Certified LAB cooking

As of today, I’m literally and officially certified Road I proficient by the League of American Bicyclists! I have a piece of paper that says so. I passed with flying colors.

I’m glad I took the class, because since then my road positioning has gotten more appropriately assertive, and I’m feeling more comfortable on the road because I know some evasive maneuvers.

On another subject: cooking. I haven’t been cooking a lot lately for various reasons (it’s been hot, I’ve been busy and away from the farmer’s market) but tonight I made something tasty and not very difficult. I’m going to do my best to recall exactly what I did, but as usual it’s not a very exact process. It tastes a lot like a chinese restaurant dish except light and fresh.

Spicy Eggplant in Brown Sauce
Vegetable oil
1 yellow onion
4 small Japanese eggplants
6 small or medium cloves of garlic
1-2 tbsp basil (6-10 leaves), chiffonaded
Soy sauce (~1/4 cup)
Mirin (~3 tbsp)
Water (~3 tbsp)
Corn starch (1/2-1 tbsp)
1/2 tbsp chili-garlic sauce (or to taste, but this is meant to be spicy*)

Chop the onion, and cut the eggplants into half-rounds about 1/4″ thick. Saute the onion in a tablespoon or two of oil over medium heat, stirring frequently, until browning and translucent. Add the eggplant and continue sauteing until the eggplant is mostly soft. Add the garlic and saute a few minutes until eggplant is done. Add a little soy sauce and/or mirin if necessary to deglaze the pan and keep everything from burning.

Add the basil and stir, then add the soy sauce, mirin, water, corn starch, and chili-garlic sauce. Stir, and bring to a simmer. Simmer 30 sec – 1 min or until the sauce thickens, then turn off the heat.

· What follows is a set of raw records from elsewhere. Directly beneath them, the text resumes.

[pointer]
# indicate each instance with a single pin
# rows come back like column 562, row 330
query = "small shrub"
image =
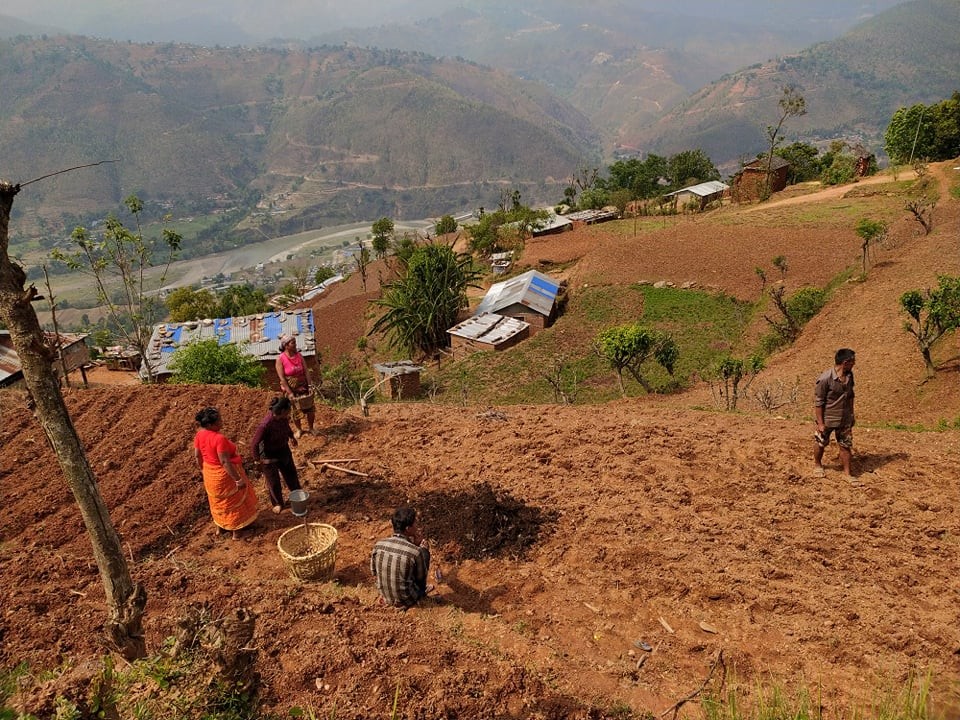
column 805, row 303
column 206, row 362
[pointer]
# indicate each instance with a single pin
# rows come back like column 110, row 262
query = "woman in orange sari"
column 233, row 502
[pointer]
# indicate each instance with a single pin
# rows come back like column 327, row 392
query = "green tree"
column 188, row 304
column 791, row 104
column 505, row 229
column 118, row 261
column 207, row 362
column 839, row 167
column 240, row 300
column 323, row 274
column 933, row 314
column 690, row 167
column 732, row 378
column 794, row 311
column 871, row 233
column 445, row 225
column 804, row 162
column 628, row 347
column 382, row 233
column 427, row 299
column 642, row 178
column 910, row 134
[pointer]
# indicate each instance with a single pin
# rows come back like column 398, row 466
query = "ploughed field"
column 569, row 539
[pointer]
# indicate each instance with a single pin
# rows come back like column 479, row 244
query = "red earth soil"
column 569, row 538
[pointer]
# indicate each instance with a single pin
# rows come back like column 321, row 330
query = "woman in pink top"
column 292, row 371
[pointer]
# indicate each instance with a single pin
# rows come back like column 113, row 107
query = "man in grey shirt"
column 400, row 562
column 833, row 408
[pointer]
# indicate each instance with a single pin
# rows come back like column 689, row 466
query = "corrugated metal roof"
column 552, row 223
column 591, row 216
column 10, row 367
column 703, row 189
column 397, row 367
column 257, row 335
column 490, row 328
column 761, row 164
column 533, row 289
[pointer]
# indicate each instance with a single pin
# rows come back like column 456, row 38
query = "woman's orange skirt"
column 232, row 508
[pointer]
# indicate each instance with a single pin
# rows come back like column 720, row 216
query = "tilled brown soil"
column 569, row 539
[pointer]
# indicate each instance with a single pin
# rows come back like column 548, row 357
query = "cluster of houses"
column 510, row 312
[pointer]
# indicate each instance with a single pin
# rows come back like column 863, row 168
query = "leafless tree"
column 922, row 211
column 126, row 599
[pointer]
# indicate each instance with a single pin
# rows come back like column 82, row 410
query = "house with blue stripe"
column 257, row 335
column 530, row 297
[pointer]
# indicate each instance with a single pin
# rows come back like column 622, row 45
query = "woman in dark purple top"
column 271, row 449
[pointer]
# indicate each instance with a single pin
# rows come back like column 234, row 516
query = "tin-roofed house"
column 257, row 335
column 402, row 378
column 750, row 182
column 70, row 353
column 698, row 196
column 486, row 332
column 530, row 298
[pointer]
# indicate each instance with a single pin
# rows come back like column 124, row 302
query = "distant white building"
column 702, row 194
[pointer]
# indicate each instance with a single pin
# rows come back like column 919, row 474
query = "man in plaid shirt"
column 401, row 561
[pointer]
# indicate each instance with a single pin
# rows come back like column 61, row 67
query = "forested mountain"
column 623, row 63
column 852, row 86
column 361, row 132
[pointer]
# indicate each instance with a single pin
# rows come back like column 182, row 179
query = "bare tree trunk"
column 125, row 598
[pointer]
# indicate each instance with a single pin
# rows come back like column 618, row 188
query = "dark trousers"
column 272, row 472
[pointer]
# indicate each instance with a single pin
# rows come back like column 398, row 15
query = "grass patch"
column 704, row 325
column 772, row 701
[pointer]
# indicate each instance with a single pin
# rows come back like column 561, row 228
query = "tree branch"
column 60, row 172
column 683, row 701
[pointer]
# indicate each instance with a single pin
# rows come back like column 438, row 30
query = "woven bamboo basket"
column 309, row 550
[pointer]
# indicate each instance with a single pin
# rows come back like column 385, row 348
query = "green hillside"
column 197, row 129
column 852, row 86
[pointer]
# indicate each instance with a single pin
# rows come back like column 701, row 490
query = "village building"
column 530, row 298
column 698, row 196
column 552, row 225
column 70, row 350
column 487, row 332
column 591, row 217
column 401, row 378
column 256, row 335
column 750, row 182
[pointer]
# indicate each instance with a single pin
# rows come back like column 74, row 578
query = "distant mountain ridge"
column 852, row 86
column 622, row 63
column 189, row 123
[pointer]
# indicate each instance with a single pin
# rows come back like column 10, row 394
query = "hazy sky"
column 149, row 19
column 250, row 21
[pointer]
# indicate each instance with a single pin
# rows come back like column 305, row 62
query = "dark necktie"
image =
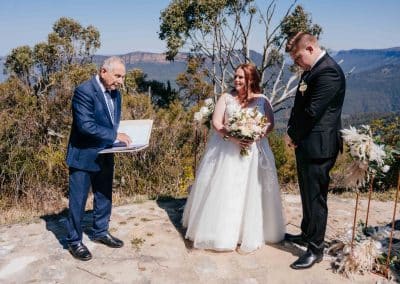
column 110, row 104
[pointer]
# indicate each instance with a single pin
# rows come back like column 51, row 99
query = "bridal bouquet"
column 204, row 115
column 247, row 124
column 368, row 156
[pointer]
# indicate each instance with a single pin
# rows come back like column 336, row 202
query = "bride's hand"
column 243, row 143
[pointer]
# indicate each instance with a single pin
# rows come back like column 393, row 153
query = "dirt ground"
column 155, row 251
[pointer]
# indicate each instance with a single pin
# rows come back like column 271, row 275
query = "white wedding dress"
column 235, row 199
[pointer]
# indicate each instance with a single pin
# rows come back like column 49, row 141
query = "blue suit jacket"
column 92, row 128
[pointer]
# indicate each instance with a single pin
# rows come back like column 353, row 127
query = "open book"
column 138, row 130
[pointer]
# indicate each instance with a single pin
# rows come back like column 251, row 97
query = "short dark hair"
column 295, row 39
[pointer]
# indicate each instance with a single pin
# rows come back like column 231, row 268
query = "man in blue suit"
column 96, row 111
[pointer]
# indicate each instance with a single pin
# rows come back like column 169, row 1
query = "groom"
column 313, row 130
column 96, row 111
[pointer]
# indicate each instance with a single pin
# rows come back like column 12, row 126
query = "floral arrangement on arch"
column 369, row 157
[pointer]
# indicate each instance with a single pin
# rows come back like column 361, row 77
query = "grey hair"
column 110, row 62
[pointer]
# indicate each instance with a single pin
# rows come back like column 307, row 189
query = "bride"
column 235, row 200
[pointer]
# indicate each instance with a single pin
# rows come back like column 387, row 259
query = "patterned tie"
column 110, row 105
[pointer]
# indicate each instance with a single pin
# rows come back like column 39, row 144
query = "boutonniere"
column 302, row 87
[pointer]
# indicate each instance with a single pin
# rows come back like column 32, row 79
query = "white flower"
column 385, row 168
column 209, row 102
column 198, row 116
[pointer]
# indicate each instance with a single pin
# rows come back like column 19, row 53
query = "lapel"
column 100, row 95
column 317, row 66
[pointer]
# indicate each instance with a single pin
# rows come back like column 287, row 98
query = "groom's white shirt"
column 315, row 62
column 318, row 58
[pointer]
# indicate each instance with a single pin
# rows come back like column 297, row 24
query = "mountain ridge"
column 372, row 86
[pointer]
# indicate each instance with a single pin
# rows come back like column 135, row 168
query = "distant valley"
column 373, row 86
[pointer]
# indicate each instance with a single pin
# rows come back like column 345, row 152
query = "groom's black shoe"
column 109, row 241
column 298, row 239
column 80, row 251
column 307, row 260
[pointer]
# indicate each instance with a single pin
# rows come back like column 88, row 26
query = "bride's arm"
column 269, row 113
column 219, row 115
column 219, row 126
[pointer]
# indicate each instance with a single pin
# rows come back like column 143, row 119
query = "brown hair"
column 252, row 81
column 295, row 40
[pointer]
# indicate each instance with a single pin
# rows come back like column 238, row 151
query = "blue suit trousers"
column 79, row 185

Serve with whatever you like with spicy Chinese-style dishes. I used rice noodles.

Yum.

*Not as in burns your mouth off, but as in, packing the heat. Whatever that means to you. Just don’t get between me and my chili garlic sauce.**

**It occurs to me that this should be spelled chile garlic sauce, because it’s made with chiles, not chili, but I always see it spelled chili garlic sauce (734K GHits to 465K GHits, and most of the ones for the latter are the same as the former), so, whatever.